Einstein’s and Montefiore’s Big Data initiatives extend well beyond the Bronx. Both institutions participate in the New York City Clinical Data Research Network (NYCCDRN), which is linking clinical researchers throughout the city in an effort to conduct health-outcomes studies more efficiently and at lower cost. In just its first year, the NYCCDRN has already gathered clinical data on more than four million patients, a number expected to reach six million by next year. This mammoth network will give researchers access to larger and more-diverse study populations.

NYCCDRN and its 10 sister networks around the country make up PCORnet—the National Patient-Centered Clinical Research Network. One of PCORnet’s aims is to foster research into some of the 7,000 rare diseases that collectively affect more than 25 million Americans.

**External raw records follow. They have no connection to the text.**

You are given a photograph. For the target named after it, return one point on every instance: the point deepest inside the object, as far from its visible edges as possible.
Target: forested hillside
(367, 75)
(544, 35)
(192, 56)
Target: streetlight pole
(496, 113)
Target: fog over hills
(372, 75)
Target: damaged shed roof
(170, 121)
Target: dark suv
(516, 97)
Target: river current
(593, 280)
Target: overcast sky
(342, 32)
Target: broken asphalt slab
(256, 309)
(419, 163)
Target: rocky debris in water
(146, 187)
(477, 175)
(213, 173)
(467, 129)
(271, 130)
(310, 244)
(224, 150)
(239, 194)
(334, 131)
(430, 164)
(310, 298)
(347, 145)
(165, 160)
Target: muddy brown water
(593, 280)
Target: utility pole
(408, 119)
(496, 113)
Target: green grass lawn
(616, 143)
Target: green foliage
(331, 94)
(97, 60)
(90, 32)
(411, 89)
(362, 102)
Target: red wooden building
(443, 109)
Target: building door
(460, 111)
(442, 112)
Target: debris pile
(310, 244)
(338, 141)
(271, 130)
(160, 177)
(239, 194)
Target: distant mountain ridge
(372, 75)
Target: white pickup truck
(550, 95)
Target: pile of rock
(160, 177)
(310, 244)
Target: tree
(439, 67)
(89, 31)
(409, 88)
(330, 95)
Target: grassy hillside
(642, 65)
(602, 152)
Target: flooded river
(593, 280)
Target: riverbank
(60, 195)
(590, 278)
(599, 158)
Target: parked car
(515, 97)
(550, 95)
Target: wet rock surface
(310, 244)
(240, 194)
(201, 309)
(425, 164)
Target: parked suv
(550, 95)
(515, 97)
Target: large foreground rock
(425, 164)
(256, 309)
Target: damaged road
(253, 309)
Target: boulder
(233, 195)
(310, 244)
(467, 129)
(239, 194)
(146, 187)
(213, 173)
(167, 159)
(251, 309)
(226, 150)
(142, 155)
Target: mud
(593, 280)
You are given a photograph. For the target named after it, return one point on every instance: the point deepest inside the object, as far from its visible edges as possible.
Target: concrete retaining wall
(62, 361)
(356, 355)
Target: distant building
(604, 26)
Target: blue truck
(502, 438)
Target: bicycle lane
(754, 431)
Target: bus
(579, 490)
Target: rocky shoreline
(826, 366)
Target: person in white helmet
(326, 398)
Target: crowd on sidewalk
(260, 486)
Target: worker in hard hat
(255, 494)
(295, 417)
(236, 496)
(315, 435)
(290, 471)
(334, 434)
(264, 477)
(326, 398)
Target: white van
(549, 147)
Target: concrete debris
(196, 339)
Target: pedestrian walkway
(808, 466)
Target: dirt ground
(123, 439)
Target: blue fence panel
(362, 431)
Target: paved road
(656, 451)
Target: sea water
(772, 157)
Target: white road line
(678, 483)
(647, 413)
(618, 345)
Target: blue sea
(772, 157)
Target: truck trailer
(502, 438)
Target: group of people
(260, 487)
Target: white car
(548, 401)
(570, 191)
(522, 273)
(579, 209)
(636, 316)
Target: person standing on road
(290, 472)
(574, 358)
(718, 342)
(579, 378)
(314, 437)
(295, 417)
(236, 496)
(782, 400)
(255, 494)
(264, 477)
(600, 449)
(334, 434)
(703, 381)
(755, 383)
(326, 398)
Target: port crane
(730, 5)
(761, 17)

PCORnet will also help in the study of common diseases, which often require patient enrollments far beyond the scope of a single medical center. For PCORnet’s first research project, the nation’s 11 CDRNs are participating in a study of heart disease patients to compare the safety and effectiveness of low- and high-dose aspirin for preventing heart attack and stroke. Doctors have prescribed aspirin to such patients for decades, but the ideal dose still isn’t known.

PARSA MIRHAJI’S LONG JOURNEY:
FROM IRAN TO TEXAS TO THE BRONX

It’s hard to imagine anyone more qualified than Dr. Mirhaji to lead Einstein’s and Montefiore’s Big Data initiatives. A native of Iran, Dr. Mirhaji first became interested in computers while studying medicine at Tehran University, starting in the late 1980s. At the time, finding a computer to connect to medical databases outside the insular republic was nearly impossible. With nowhere to turn for technical support, he taught himself Unix, an early operating system for computer networks, and built the necessary Internet connections on his own. Dozens of faculty members and hundreds of medical students came to rely on his electronic links to the outside world.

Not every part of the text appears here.